Last year I didn’t have a drop of alcohol. In the years previous I had many drops. Years ago I remember reading an article by a woman who’d done something similar. The article was about all the ways her life had improved. They were immeasurable. She’d obviously been released of the ‘Body Eating Spirit’.
I think this article was on my mind when I entered my year of abstinence, though there was no clear beginning or end. One day I just sort of realised I hadn’t had a drink in a week, then a month, then longer, and eventually it became a conscious decision—I was a ‘non-drinker’. I became an evangelist and people grew tired of my proselytising.
The problem was, I learned later, that I didn’t adequately replace my designated wild time with anything of equivalent wildness. I just stopped drinking and started reading more books, watching more TV and seeing less people.
This article could be a response to this woman’s article I read years ago, though I forget her name and where I read it, because it’s possible I was drunk.
Injunction 1: This holiday season you must replace your alcohol consumption, not just drop it entirely from your life. If you don’t, there’ll be a hole inside you that will grow and grow and one day you’ll look in the mirror and only see a hole where your personality used to be.
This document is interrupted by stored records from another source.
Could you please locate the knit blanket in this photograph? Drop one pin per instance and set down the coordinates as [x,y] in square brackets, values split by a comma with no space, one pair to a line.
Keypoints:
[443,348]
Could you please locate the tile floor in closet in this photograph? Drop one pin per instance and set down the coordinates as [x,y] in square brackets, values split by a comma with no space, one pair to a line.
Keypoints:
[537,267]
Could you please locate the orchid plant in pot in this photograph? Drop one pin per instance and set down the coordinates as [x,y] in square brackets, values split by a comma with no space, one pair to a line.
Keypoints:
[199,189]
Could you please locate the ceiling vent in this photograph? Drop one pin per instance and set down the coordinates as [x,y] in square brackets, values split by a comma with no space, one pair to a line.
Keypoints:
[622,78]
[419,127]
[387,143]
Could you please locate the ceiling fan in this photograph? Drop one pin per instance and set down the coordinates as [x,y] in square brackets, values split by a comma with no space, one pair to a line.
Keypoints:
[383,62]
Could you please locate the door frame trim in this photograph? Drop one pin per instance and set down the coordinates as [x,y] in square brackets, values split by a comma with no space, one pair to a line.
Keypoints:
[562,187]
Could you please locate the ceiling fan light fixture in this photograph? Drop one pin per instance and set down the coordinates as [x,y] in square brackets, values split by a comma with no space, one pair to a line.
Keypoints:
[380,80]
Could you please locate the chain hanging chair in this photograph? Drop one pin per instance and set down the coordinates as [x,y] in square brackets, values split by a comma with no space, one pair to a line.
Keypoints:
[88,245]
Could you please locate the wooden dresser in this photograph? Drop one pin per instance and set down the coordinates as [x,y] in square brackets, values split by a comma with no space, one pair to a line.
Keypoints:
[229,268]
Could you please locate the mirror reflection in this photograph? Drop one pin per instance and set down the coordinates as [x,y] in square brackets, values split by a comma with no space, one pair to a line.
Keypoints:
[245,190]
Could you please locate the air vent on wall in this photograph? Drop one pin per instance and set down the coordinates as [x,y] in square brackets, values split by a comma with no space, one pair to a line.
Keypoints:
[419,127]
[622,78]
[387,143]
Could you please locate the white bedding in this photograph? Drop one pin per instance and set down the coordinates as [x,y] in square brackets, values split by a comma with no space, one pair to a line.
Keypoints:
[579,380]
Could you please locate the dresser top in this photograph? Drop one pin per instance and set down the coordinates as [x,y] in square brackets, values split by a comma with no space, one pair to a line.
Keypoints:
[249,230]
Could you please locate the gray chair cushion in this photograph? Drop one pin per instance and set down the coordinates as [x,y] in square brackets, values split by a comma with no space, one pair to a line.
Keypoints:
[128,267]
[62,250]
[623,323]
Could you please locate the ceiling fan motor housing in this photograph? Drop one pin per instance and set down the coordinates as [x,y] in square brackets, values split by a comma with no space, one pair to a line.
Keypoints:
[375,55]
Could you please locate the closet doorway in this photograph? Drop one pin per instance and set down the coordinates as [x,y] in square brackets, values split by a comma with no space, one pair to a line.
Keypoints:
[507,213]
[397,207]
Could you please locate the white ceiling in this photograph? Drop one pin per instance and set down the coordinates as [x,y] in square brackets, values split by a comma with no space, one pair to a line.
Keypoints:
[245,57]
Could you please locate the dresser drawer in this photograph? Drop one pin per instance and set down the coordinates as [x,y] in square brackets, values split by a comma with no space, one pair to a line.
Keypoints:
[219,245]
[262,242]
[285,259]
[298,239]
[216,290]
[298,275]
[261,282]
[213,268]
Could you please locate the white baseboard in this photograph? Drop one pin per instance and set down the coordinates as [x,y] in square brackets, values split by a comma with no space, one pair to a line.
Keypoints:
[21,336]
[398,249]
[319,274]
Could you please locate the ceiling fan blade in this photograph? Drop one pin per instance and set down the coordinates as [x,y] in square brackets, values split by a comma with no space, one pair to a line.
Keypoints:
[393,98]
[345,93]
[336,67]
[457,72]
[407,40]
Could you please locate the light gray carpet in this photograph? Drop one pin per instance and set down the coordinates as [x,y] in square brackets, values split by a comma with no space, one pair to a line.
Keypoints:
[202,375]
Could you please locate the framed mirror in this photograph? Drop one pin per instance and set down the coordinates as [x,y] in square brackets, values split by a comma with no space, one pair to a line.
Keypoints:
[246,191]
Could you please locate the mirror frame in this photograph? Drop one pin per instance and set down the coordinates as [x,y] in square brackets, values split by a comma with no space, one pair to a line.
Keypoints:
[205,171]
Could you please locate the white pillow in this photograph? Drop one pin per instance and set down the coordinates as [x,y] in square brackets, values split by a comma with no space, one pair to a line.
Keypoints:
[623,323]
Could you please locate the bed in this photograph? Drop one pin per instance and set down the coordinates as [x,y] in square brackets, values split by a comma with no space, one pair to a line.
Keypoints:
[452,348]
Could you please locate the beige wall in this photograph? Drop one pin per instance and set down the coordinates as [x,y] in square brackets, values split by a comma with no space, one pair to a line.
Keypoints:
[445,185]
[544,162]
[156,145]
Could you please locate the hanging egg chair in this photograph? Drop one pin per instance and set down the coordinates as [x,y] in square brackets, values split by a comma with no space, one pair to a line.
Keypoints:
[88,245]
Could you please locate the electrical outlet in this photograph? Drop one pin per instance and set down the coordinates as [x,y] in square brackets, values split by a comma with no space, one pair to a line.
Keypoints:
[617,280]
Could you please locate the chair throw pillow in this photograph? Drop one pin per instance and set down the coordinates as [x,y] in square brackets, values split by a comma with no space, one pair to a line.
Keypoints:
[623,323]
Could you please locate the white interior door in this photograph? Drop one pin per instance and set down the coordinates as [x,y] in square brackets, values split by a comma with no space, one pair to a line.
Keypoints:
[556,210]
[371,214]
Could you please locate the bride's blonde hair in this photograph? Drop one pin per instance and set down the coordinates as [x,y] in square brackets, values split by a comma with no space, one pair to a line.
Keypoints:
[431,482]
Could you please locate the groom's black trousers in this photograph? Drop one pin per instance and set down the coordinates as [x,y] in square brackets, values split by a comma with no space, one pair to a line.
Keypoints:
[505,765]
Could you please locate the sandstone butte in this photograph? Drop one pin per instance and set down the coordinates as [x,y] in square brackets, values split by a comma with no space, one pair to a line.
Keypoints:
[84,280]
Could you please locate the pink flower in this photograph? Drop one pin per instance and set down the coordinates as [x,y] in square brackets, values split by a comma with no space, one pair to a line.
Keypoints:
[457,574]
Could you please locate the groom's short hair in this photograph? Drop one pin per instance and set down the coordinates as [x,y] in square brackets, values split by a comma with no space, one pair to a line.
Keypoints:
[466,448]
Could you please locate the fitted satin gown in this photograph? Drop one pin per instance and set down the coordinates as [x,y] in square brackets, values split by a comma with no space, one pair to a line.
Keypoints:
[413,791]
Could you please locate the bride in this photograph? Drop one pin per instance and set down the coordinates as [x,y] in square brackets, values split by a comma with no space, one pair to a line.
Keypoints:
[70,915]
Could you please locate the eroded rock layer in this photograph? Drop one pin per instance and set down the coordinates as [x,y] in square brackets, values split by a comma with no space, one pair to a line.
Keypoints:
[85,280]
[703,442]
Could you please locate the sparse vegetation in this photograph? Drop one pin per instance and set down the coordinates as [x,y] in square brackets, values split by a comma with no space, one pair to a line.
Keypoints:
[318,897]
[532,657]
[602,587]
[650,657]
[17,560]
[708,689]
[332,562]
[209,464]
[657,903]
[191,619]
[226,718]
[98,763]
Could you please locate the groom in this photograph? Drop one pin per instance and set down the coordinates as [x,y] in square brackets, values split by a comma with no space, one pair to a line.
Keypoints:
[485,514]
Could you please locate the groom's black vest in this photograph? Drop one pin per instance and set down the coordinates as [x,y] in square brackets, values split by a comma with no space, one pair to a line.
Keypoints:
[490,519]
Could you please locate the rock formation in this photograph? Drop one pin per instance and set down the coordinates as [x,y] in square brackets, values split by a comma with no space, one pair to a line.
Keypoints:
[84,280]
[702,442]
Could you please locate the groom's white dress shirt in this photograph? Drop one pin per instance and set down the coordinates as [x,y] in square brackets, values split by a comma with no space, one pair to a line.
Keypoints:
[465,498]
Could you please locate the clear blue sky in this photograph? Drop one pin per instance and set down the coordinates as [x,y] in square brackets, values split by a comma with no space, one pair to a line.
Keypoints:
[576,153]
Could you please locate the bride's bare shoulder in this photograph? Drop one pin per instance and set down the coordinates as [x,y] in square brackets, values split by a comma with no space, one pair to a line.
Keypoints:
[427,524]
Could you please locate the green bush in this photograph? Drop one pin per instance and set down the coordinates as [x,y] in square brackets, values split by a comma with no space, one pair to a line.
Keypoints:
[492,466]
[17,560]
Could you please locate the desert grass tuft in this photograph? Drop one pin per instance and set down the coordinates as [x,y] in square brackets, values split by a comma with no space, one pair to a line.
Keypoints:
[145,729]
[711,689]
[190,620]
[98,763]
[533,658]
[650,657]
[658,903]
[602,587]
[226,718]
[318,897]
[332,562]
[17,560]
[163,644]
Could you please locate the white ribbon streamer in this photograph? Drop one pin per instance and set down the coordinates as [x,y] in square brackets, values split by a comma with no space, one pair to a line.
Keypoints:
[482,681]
Don’t be a hero and announce something about ‘cold turkey’ even though no one knows what that means.
Injunction 2: Replace your alcohol consumption with something appropriately wild. Sure some people like the ‘taste’ (these are the same people who say, ‘cold turkey’), but remember the main reason you started drinking and kept it up all these years: to be free of your inhibitions, to tell people you love them even though you’re not that type of guy, and to generally exercise something wild in yourself under the pretence of, ‘Forgive me, I’ve had a few drinks.’ Skip the drink and go straight to the wild.
But what is wild enough?
Here are some ideas:
*Dance naked on a formica table.
*Tell your parents you love them.
*Admit how scared you are of being sober.
There are so many reasons not to put alcohol in your body, and you could Google frontal lobe impairment and erectile dysfunction and what Dan Murphy does with 20% of your salary until the cold turkeys come home, but you already know all that—and you’re still sleeping.
So try something new this festive break. I’m calling it Wild and Sober. Good luck!